I'll go with umeshtangu, there is a isalpha() in ctype.h, you might want to use that.


----------



## Edge-of-chaos (Oct 14, 2008)

A long way out could be using a loop, using ascii to test if the user input contains a character. However I too think the isalpha thing could work.


----------



## j_h (Oct 15, 2008)

*www.opengroup.org/onlinepubs/009695399/functions/isalpha.html


----------



## Edge-of-chaos (Oct 15, 2008)

this link is good, but doesn't seem to have an example.
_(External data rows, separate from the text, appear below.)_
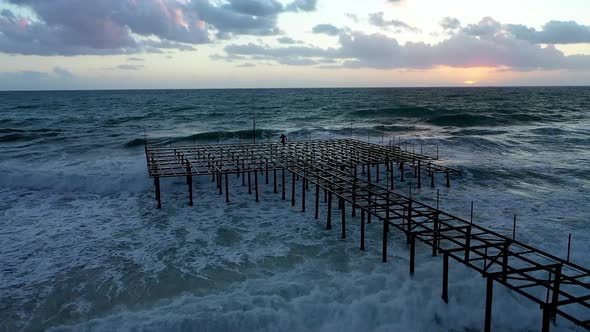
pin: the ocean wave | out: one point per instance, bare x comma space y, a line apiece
209, 136
465, 120
21, 135
401, 111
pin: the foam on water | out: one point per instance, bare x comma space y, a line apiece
83, 247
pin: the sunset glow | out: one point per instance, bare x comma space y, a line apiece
288, 43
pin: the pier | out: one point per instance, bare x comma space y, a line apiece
365, 178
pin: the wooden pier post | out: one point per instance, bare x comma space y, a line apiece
249, 182
435, 235
303, 182
419, 171
362, 229
354, 184
343, 214
275, 180
189, 181
293, 189
243, 174
409, 221
377, 173
385, 228
555, 294
329, 214
489, 298
505, 261
266, 165
283, 184
256, 184
226, 187
391, 176
467, 243
317, 201
445, 294
412, 252
546, 318
157, 187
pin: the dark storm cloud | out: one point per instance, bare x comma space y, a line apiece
485, 44
73, 27
327, 29
302, 5
554, 32
288, 40
450, 23
378, 19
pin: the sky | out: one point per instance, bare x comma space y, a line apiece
169, 44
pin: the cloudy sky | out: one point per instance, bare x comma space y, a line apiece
112, 44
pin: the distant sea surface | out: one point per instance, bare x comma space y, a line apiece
82, 246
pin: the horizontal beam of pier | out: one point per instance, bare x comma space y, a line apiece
350, 171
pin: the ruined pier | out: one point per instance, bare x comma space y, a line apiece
365, 178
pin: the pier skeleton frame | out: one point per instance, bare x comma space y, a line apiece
342, 170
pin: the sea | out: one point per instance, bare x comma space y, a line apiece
84, 248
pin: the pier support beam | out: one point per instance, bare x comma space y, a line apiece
256, 184
445, 294
226, 188
329, 214
317, 201
283, 184
157, 187
189, 182
343, 213
275, 180
362, 229
303, 183
292, 188
249, 183
412, 252
489, 298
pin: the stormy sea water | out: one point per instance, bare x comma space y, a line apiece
82, 246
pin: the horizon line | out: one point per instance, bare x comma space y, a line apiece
309, 88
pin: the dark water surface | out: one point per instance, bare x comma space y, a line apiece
83, 248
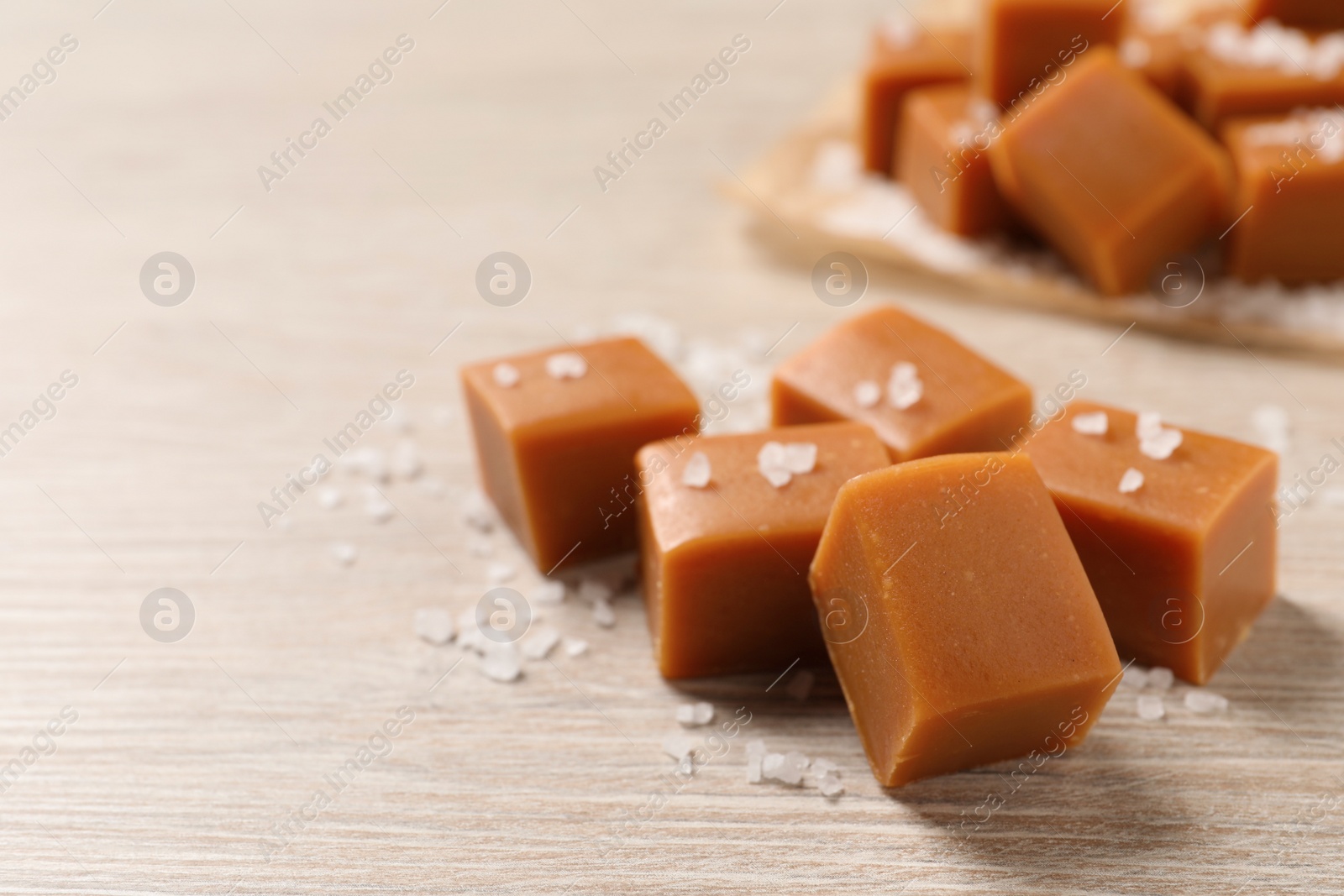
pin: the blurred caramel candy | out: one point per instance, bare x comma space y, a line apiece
1184, 562
1290, 181
905, 55
1113, 175
726, 550
1025, 46
945, 134
922, 391
555, 439
958, 618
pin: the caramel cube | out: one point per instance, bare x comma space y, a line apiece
555, 439
1180, 550
1319, 15
905, 55
1290, 181
1113, 175
922, 391
725, 547
958, 618
1249, 71
944, 136
1025, 45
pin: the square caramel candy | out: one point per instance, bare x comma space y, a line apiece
1112, 174
1234, 70
727, 528
1175, 528
944, 136
958, 618
905, 55
555, 439
1026, 46
1317, 15
922, 391
1290, 177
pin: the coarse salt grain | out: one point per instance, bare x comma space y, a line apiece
1160, 679
1092, 423
1151, 707
905, 389
1205, 701
566, 365
343, 553
867, 392
696, 472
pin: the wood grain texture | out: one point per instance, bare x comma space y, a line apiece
185, 757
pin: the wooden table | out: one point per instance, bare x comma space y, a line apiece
183, 758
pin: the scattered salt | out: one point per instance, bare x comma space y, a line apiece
867, 392
434, 625
1092, 423
1205, 701
696, 472
343, 553
566, 365
1160, 679
696, 714
1151, 707
539, 642
905, 387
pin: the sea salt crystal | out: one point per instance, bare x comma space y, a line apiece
696, 714
549, 591
1135, 678
696, 470
1151, 707
434, 625
506, 375
1092, 423
539, 642
1205, 701
867, 392
343, 553
501, 661
830, 786
905, 389
1160, 679
407, 461
566, 365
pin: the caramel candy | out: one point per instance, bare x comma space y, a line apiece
1320, 15
905, 55
958, 618
555, 441
727, 528
1113, 175
944, 136
1290, 181
1025, 45
1180, 551
1240, 71
922, 391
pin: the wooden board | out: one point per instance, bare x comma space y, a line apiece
308, 300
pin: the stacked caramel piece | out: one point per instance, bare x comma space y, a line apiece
1121, 141
969, 560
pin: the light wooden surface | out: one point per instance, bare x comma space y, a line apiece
186, 755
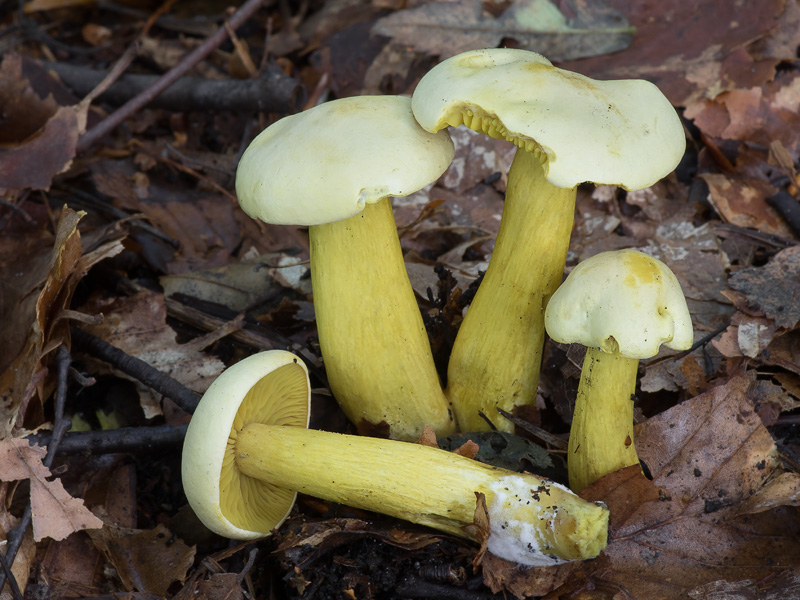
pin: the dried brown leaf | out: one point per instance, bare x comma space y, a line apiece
46, 327
742, 201
138, 326
773, 289
708, 456
44, 136
760, 115
220, 586
445, 28
145, 560
55, 513
694, 51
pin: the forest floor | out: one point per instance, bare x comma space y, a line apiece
120, 224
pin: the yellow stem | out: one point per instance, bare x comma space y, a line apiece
496, 356
601, 437
376, 351
427, 486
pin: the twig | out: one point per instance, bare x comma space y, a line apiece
134, 440
698, 344
272, 91
534, 430
60, 426
138, 369
187, 62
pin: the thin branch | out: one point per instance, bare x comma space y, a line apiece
60, 426
187, 62
138, 369
133, 440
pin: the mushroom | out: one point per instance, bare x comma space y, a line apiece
247, 452
569, 129
622, 305
334, 168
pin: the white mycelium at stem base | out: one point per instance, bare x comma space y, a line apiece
533, 521
576, 130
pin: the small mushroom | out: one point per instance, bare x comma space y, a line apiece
569, 129
622, 305
334, 168
247, 452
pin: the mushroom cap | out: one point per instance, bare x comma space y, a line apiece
623, 132
270, 388
327, 163
621, 301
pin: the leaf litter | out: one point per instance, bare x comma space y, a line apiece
144, 227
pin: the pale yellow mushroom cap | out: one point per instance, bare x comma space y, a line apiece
270, 388
623, 133
324, 164
621, 301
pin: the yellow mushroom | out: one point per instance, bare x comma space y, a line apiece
569, 129
334, 168
622, 305
247, 452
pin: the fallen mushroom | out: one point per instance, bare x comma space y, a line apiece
622, 305
569, 129
334, 168
247, 452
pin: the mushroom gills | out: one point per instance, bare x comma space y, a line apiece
533, 521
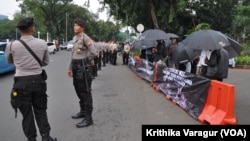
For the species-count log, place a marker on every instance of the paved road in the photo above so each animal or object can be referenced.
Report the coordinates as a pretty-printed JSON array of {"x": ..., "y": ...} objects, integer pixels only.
[{"x": 122, "y": 103}]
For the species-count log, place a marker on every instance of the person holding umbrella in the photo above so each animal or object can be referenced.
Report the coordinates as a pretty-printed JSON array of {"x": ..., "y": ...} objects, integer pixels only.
[
  {"x": 169, "y": 51},
  {"x": 217, "y": 65}
]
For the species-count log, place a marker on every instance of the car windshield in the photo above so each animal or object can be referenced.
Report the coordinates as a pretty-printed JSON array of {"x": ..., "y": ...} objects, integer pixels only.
[
  {"x": 70, "y": 42},
  {"x": 3, "y": 46},
  {"x": 50, "y": 44}
]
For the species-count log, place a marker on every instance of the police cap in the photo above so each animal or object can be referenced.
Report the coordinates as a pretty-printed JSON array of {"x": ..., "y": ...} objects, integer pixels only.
[
  {"x": 25, "y": 22},
  {"x": 80, "y": 22}
]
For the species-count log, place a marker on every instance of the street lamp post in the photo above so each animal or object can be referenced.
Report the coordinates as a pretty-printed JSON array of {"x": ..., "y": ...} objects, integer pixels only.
[
  {"x": 16, "y": 33},
  {"x": 38, "y": 34},
  {"x": 66, "y": 38}
]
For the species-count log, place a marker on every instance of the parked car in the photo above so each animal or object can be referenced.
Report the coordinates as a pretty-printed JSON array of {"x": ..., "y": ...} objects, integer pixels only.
[
  {"x": 4, "y": 65},
  {"x": 70, "y": 45},
  {"x": 51, "y": 47},
  {"x": 232, "y": 62},
  {"x": 63, "y": 46}
]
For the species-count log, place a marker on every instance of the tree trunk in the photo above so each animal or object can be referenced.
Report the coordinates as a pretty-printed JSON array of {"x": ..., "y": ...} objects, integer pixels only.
[{"x": 152, "y": 10}]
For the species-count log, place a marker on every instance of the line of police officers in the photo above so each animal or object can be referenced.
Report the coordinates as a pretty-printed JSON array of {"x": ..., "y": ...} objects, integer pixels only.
[{"x": 29, "y": 88}]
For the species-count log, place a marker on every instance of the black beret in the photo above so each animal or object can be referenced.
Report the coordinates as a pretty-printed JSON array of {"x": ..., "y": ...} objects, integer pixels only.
[
  {"x": 26, "y": 22},
  {"x": 80, "y": 22}
]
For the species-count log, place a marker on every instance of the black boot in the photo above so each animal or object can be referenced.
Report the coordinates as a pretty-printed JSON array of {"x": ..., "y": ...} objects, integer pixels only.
[
  {"x": 47, "y": 137},
  {"x": 31, "y": 139},
  {"x": 87, "y": 121},
  {"x": 81, "y": 114}
]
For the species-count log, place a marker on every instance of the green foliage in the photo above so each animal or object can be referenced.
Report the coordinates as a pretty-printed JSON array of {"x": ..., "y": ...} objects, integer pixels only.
[
  {"x": 202, "y": 26},
  {"x": 243, "y": 60},
  {"x": 136, "y": 52}
]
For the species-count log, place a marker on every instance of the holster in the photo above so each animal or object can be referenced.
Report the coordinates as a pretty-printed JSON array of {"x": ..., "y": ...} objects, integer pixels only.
[{"x": 15, "y": 99}]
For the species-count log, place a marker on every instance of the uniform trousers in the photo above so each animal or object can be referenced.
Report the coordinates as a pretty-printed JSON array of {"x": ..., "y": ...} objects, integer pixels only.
[
  {"x": 83, "y": 87},
  {"x": 33, "y": 104}
]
Could help if theres a sample validation code that someone could share or point to


----------



## dkverma87 (Oct 16, 2008)

use "switch" statement instead of "if" and display a massege "not a valid choice" in default case.


----------



## aditya.shevade (Oct 18, 2008)

Most simple method. Use edit sets... now google to know what is edit set. OR, search in forum. Some other aditya has posted a tut about it...


----------



## dheeraj_kumar (Oct 18, 2008)

^^ What are edit sets? googling didnt produce any results. The term is too generic.


----------



## aditya.shevade (Oct 19, 2008)

^^ Okay... I did the searching. And guess what, I found it in the forum as I said. Look for the other adityas in the forum.

Check this first, 

*www.thinkdigit.com/forum/showthread.php?t=71047&highlight=edit+set

then 

*blog.aditech.info/edit-set

Enjoy....


----------



## dheeraj_kumar (Oct 19, 2008)

^^ Thanks! I saved the entire thread - looks like it could be useful!


----------



## aditya.shevade (Oct 19, 2008)

It is helpful... a lot.


----------